In this action the plaintiff (a corporation duly licensed to make small loans under the provisions of chapter 399 of the Laws of 1932 of the State of New York [Banking Law, art. 9]) is seeking to recover the balance due on a joint note of the defendants, husband and wife, dated May 25, 1935, in the amount of $200, the note having been given and money received in Bronx, New York. *Page 316
The note (plaintiff's Exhibit A) and the statement of the loan (plaintiff's Exhibit C) both state that the actual amount received by the defendants was the sum of $200.
The evidence disclosed that the consideration for the note was the sum of $130 due on the principal balance of an old note and $70 cash, the old note being cancelled when the present note was made.
It seems to the court that the note states in clear terms the amount received by the borrowers, and in this respect the note complies with the provisions of the statute.
The defendants in this case were both borrowers. By the provisions of section 353 of the Banking Law of the State of New York, enacted by chapter 399 of the Session Laws of 1932, the plaintiff was required to give to each borrower a statement of the loan.
It seems obvious that the fact that the defendants were husband and wife would not relieve the plaintiff of the obligation of giving each a loan statement.
The fact that the loan statement was made out in both names and given to Mr.
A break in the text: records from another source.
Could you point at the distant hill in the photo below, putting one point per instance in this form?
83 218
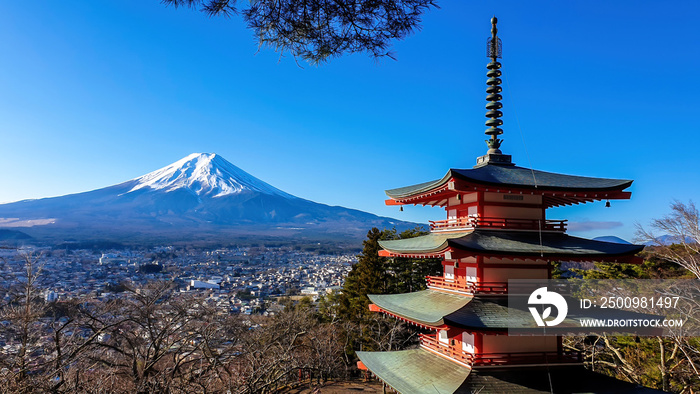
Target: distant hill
668 240
13 235
200 198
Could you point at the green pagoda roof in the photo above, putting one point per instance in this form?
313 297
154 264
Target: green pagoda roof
420 371
433 242
486 313
564 379
415 371
427 307
514 243
515 177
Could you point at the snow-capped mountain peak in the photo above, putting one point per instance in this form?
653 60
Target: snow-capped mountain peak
204 174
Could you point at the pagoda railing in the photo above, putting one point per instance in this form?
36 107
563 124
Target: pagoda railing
514 358
571 357
497 223
453 352
440 283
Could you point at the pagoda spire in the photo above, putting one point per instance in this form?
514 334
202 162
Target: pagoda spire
494 89
494 51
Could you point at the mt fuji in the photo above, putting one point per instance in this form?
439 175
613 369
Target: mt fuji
201 197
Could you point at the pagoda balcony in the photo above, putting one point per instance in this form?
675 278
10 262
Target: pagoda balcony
429 342
466 287
472 222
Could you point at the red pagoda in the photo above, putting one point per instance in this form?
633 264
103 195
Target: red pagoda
496 229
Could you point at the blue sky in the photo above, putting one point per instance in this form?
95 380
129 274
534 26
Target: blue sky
93 93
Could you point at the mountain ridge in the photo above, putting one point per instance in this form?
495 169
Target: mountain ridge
201 196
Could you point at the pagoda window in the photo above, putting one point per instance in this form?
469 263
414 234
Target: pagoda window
468 342
471 274
450 272
451 214
442 337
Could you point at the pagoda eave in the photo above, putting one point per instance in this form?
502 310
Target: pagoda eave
551 198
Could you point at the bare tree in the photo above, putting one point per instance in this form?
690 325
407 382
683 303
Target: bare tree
675 236
317 30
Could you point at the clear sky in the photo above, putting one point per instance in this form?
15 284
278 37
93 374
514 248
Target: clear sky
93 93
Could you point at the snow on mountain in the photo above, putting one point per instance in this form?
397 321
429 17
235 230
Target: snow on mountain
205 174
201 197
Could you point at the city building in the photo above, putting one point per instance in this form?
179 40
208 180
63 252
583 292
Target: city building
496 229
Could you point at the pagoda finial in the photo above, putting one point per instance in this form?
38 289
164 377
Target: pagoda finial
493 113
494 51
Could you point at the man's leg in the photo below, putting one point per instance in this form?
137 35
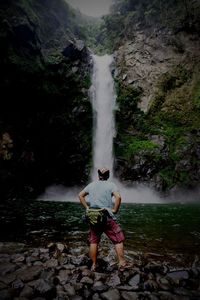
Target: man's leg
93 255
119 248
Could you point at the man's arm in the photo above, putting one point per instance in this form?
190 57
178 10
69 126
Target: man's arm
117 202
82 196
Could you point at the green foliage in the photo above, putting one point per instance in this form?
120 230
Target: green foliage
128 14
135 146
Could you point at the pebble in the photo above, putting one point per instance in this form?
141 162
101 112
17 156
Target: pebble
50 273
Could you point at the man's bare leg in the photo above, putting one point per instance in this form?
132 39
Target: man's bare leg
93 255
119 248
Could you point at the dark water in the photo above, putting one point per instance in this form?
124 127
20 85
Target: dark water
158 228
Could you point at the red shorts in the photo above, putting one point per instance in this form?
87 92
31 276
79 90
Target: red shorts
111 229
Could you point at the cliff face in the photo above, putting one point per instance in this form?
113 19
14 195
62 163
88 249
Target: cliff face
44 70
158 116
142 60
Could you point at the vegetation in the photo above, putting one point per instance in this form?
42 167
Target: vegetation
128 15
45 74
162 144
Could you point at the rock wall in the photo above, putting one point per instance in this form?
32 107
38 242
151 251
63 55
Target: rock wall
142 60
46 111
157 79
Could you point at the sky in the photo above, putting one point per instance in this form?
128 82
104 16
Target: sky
95 8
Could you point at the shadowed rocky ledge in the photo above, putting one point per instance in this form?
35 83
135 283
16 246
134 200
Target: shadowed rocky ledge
58 271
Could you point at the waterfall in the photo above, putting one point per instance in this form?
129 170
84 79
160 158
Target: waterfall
103 101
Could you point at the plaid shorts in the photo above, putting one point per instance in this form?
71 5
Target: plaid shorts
112 229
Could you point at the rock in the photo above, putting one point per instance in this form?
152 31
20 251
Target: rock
9 278
113 280
6 295
129 296
51 263
178 275
99 286
17 284
111 294
44 288
6 268
134 281
86 280
29 273
70 290
27 292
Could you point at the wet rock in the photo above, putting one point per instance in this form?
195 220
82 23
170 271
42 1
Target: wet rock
4 258
29 273
43 288
86 280
17 285
99 286
150 285
2 286
52 263
129 295
134 281
7 279
70 290
6 295
113 280
63 276
6 268
177 276
111 294
27 292
96 297
17 258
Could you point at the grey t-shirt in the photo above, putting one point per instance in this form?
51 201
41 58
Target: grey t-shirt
100 193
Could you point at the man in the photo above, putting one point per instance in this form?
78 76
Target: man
100 194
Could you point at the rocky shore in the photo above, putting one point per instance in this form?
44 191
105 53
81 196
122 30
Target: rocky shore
58 271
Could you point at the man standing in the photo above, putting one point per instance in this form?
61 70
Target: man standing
100 194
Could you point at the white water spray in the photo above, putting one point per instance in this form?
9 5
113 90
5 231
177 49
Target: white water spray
103 100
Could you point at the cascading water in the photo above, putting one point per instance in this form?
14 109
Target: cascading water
104 104
104 101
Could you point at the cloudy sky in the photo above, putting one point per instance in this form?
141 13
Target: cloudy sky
93 8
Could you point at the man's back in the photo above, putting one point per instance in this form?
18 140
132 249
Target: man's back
100 193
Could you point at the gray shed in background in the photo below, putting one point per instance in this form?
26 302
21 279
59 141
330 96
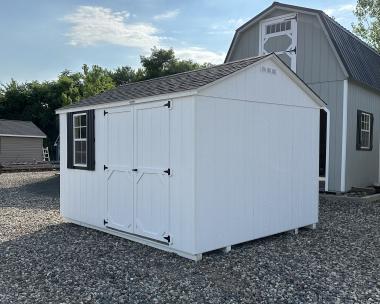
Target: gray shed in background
341 69
20 142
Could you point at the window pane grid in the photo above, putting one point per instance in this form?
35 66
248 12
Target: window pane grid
80 139
278 27
365 130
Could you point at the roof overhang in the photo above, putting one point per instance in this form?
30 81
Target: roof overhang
106 105
299 81
27 136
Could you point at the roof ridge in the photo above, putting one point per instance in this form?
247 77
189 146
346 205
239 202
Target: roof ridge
18 120
193 71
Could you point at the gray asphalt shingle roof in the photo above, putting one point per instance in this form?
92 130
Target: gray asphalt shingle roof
20 128
168 84
361 61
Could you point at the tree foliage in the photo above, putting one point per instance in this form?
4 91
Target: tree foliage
368 25
37 101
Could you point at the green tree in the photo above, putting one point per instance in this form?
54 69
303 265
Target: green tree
368 26
70 86
37 101
163 62
96 80
124 74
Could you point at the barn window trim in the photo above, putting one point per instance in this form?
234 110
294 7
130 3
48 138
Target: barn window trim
80 138
364 136
84 132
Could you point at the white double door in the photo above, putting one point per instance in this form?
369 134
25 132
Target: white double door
136 171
Leibowitz, the husband, and none to his wife, is a violation of said section 353.
At the time the defendants gave the plaintiff said note they also signed and delivered a chattel mortgage on their house hold furniture as security for said note.
The default clause of said note reads as follows: A default in the payment of any installment of the principal or interest hereof, or any part of either shall, at the option of the holder hereof, and without notice or demand, render the entire unpaid balance of the principal thereof and accrued interest thereon at once due and payable.
Section 353 requires that a loan statement must be delivered to the borrower, and among other things requires that the statement must clearly show the date of its maturity.
The default clause in the loan statement given to the defendants reads as follows: Upon default in any of the payments due on the note evidencing this loan, the holder of such note shall have the right to declare the balance then owing thereon at once due and payable.
The statement of loan (plaintiff's Exhibit C) also states: *Page 317
"The note evidencing this loan is secured by a chattel mortgage."
The default clause of said chattel mortgage contains, in addition to other conditions, the conditions following, which were not stated in the loan statement: "Or if the mortgagee shall deem itself or said debt insecure .... then and from thenceforth it shall be lawful, and the mortgagee, its agents, successors and assigns are hereby authorized to sell, with or without notice, all or any part of the said property for cash, at private sale or public auction for the best price that it can reasonably obtain. The mortgagee may buy at such sale and the said property may be so sold in bulk or in parcels or so much thereof as shall be necessary to satisfy said debt and interest charges, plus lawful expenses of sale, if any, and the mortgagee, its successors and assigns may retain all the said amounts out of the proceeds of said sale and shall return the overplus, if any, to the mortgagors...."
Under the terms of the chattel mortgage, the plaintiff had the right at any time to accelerate the payment of the note if it deemed itself or said debt insecure, by selling said security to satisfy said debt.
There may be some question as to whether the plaintiff could sell without foreclosure under a chattel mortgage. But the plaintiff at least had the right under the chattel mortgage to make demand and then foreclose, which would have the same result, namely, in the payment of the note to the amount received from the foreclosure and would affect the date of maturity in a manner not stated in the loan statement given by the plaintiff.
This failure to state these conditions in the statement of loan is a clear violation of section 353 of the Banking Law.
Under section 358 of said Banking Law, a violation of any of the provisions of section 353 of that law renders the contract of loan void and the lender has no right to collect or receive any principal or interest or charges whatsoever. Personal FinanceCo. of New York vs. Gross, 170 Misc. 166, 9 N.Y.S.2d 801,805.
Our Supreme Court has said that "it is obvious that the reason for the requirement of the statement is to inform the borrower and, through him, his co-makers of the time or times when he and they may be called upon to pay the note in whole or in part, and this includes information not only of the time of its maturity in regular course but also of the occurrences which would make it payable at an earlier date." Atta vs.Bergin, 120 Conn. 152, 155.
In the chattel mortgage (defendant's Exhibit 1), the defendants gave the plaintiff authority to sell the security without notice to them. This is a violation of said section 353, and comes under the provisions of said section 358.
For these violations the court is of the opinion that the plaintiff cannot recover in this action.
Judgment is ordered for the defendants to recover their costs.